I already posted my response to that particular situation on the thread there, but it made me want to babble momentarily about self-doubt, self-confidence, and creative types. And how creative types react to negativity.

It seems to me that in the course of my travels as a colored pencil instructor and portrait artist and author that I've encountered two types of creative people. The ones that get crushed when they get told "no" or when someone close to them gets what they really wanted or when life events come up and get in the way of their creative life, and those that seem to actually feed off the negative events and turn them into positive things.
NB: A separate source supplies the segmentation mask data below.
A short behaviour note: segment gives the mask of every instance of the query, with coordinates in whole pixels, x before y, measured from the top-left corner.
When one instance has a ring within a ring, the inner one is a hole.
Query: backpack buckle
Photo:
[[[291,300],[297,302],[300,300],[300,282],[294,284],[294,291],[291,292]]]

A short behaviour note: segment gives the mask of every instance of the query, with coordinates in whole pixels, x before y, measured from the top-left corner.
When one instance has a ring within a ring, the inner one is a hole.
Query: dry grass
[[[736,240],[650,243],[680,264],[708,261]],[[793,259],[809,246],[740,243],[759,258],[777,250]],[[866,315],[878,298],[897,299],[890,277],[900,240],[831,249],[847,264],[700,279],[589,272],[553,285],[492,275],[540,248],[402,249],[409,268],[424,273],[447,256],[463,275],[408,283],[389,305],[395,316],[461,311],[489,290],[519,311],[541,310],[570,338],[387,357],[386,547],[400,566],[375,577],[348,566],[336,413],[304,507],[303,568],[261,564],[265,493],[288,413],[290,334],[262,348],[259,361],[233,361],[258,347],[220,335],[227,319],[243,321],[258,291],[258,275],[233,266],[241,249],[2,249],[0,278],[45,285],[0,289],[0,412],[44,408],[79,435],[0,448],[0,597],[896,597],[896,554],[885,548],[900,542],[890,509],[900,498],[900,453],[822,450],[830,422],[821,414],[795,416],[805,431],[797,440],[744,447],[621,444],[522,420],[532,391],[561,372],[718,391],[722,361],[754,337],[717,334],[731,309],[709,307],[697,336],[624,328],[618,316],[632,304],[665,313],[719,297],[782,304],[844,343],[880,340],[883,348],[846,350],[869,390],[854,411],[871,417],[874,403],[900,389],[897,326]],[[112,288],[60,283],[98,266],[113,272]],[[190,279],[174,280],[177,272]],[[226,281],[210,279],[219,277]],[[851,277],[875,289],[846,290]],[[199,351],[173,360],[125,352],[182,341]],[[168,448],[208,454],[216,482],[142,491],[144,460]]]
The thing is, as a writer, you need to be the second. It's a business where "no" is the default answer: agents looked for a reason to reject, editors just not thrilled with a project, critique partners telling you your latest project is just not salable, etc. And it's a business where jealousy is rampant. You slave away for years on a project, and someone else writes a book in 3 months. You submit to endless agents and get endless rejections, and a member of your f-list gets four agent offers in two weeks. You sell your book for two thousand dollars, and your friend sells hers for six figures. You don't get a tour, someone else does. It is too, too easy to compare yourself to the writer in the next blog over. And then, finally, there is the stuff that always gets in the way of writing: kids, money, time, always time.

And I watch people get crushed under this weight every day. It literally eats them alive, the negativity. But here's what I've figured out.
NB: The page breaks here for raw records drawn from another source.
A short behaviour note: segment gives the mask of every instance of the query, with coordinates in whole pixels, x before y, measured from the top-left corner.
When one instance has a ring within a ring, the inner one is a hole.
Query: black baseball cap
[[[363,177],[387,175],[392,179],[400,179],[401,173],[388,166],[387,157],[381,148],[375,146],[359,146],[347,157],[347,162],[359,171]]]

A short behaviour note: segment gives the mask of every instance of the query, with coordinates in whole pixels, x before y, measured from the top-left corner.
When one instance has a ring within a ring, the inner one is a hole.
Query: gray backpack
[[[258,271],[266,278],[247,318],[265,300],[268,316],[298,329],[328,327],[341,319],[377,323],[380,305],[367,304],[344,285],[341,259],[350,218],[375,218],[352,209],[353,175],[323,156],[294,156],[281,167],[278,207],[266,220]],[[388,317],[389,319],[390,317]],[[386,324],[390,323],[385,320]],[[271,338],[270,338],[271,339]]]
You'll only ever be as good as you tell yourself you can be.

If you tell yourself that you're never going to get better, guess what, you won't. I can one hundred percent guarantee yourself that you won't. You will never make a goal that you never set. And you almost always make the negative ones you set for yourself. And telling yourself you're not getting any better is setting that as a goal. Not to get too airy-fairy here, but as a writer, you ought to know this: words have power. Choose the right ones. Turn the negativity of your doubts into a positive challenge for yourself. I will get better. I will learn to characterize better. I will unlock the secrets of beautiful prose, stunning character growth, etc. The next book will be better.

And then, the jealousy. Look. There's always going to be someone better than you, richer than you, published faster than you, toured more, whatever. Always. Instead of pretending that they aren't there, or wasting a single second on jealousy, turn it around into a positive. It's what I do. When I see someone who has gotten something that I'd love for myself, I grin because someone else's day just got made, and then I let myself ackowledge that I'd love that for myself, too. And then I figure out how to make it happen. Jealousy is infinitely useless. It's worse than useless. It will destroy you, I promise. But goal setting and have someone else make a concrete example of that goal? Completely positive. Absolutely better than having an abstract goal. There it is, right in front of you! Before I got published, I used to google for people's publication stories. I loved reading them. Because one day, I knew it would be me.

Don't give jealousy a single second of your time.

And finally, life events. I know how hard it can be to write when you're low, when there's money problems, when you have no time. I have two little kids, remember? And I was working full time when I wrote LAMENT and SHIVER. It would have been so, so easy to just say "this is too hard. I don't have the time. I give up." And that would've been the end. But those unwritten words festering inside me would've eventually poisoned me. I need to write. I wanted to get published. More than anything, I wanted to do it full time. So when my husband said "you have two minutes here and two minutes there and two minutes over there -- find a way to squash them together", I knew he was right. I carved out two hours ever Sunday and wrote 5-10K words each week. Because my brain knew that that time every Sunday was always writing time, it worked on my story all week long and saved up a huge burst of energy for that one little time slot. I made a positive out of a negative and . . . yeah, now I write full-time, and I can actually pay the bills when they come in. Very exciting.

So please, creative types. I know you're passionate and fragile and volatile -- that's what makes us us -- but don't let yourself be one of the thousands of people who let negativity stop them or even slow them.

And now I'm going to go. It's hard for me to sustain seriousness for this long.